Noisy pressure support ventilation has been reported to improve respiratory function compared to conventional assisted mechanical ventilation. We aimed at determining the optimal level of pressure support variability during noisy pressure support ventilation.


Twelve pigs were anesthetized and mechanically ventilated. Acute lung injury was induced by surfactant depletion. At four levels of pressure support variability (coefficients of variation of pressure support equal to 7.5, 15, 30, and 45%, 30 min each, crossover design, special Latin squares sequence), we measured respiratory variables, gas exchange, hemodynamics, inspiratory effort, and comfort of breathing. The mean level of tidal volume was constant among variability levels.
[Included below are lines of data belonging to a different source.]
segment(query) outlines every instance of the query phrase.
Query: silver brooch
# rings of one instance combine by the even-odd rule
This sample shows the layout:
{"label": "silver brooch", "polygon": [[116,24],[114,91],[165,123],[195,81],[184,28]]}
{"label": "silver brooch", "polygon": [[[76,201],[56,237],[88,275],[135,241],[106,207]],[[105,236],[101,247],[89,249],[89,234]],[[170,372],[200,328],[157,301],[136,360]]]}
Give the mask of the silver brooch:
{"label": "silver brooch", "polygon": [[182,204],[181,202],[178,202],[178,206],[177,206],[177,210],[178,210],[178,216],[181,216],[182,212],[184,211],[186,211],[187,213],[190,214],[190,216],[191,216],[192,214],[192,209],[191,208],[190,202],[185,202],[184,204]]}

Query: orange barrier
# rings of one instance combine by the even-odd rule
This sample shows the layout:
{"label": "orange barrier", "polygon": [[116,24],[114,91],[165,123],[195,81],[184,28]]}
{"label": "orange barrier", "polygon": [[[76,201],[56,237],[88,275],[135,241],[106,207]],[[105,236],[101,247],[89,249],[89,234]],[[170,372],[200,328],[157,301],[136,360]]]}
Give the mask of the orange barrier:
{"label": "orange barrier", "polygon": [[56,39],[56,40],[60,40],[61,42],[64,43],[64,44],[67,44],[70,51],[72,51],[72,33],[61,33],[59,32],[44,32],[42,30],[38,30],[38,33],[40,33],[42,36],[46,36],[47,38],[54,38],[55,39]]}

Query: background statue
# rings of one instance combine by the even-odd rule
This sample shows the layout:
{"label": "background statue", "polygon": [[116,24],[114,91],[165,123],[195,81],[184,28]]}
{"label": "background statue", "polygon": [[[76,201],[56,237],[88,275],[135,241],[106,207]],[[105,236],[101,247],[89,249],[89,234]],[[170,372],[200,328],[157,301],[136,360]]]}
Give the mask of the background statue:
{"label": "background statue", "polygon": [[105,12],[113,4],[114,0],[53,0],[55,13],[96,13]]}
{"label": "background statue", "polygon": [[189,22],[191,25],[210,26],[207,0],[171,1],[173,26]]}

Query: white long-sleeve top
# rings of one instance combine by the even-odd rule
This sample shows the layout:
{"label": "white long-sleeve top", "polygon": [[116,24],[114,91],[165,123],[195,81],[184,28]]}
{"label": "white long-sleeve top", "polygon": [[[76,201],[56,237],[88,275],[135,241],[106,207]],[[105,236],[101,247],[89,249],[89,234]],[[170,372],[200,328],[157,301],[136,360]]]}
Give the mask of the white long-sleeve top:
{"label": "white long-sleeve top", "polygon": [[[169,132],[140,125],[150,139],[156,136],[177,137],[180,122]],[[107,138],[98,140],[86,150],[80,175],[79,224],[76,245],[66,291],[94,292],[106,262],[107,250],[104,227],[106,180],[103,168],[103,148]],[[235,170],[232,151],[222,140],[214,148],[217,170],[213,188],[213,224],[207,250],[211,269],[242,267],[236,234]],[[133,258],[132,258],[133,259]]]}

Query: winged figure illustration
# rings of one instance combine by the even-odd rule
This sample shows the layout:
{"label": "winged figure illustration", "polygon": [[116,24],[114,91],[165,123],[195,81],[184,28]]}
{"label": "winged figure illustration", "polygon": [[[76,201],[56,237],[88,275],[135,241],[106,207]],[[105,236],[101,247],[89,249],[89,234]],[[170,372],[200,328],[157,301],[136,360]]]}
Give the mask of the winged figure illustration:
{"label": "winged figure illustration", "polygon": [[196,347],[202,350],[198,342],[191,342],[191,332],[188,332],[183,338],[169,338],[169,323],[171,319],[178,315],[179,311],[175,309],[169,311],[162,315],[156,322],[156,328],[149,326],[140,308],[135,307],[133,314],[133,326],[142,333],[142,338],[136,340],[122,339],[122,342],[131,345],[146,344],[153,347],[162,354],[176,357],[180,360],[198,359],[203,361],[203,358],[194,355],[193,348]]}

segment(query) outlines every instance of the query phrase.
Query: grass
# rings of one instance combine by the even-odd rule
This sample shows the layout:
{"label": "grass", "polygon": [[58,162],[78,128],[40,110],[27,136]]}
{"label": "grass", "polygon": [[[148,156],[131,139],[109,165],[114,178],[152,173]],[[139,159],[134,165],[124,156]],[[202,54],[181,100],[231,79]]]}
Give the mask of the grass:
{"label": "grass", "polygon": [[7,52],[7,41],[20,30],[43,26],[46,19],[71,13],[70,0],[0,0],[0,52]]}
Compared to conventional pressure support ventilation, different levels of variability in pressure support improved the elastance of the respiratory system, peak airway pressure, oxygenation, and intrapulmonary shunt. Oxygenation and venous admixture benefited more from intermediate (30%) levels of variability, whereas elastance and peak airway pressure improved linearly with increasing variability. Heart rate as well as mean arterial and pulmonary arterial pressures decreased slightly at intermediate to high (30-45%) levels of variability in pressure support. Inspiratory effort and comfort of breathing were not importantly influenced by increased variability in pressure support.


In a surfactant depletion model of acute lung injury, variability of pressure support improves lung function. The variability level of 30% seems to represent a reasonable compromise to improve lung functional variables during noisy pressure support ventilation.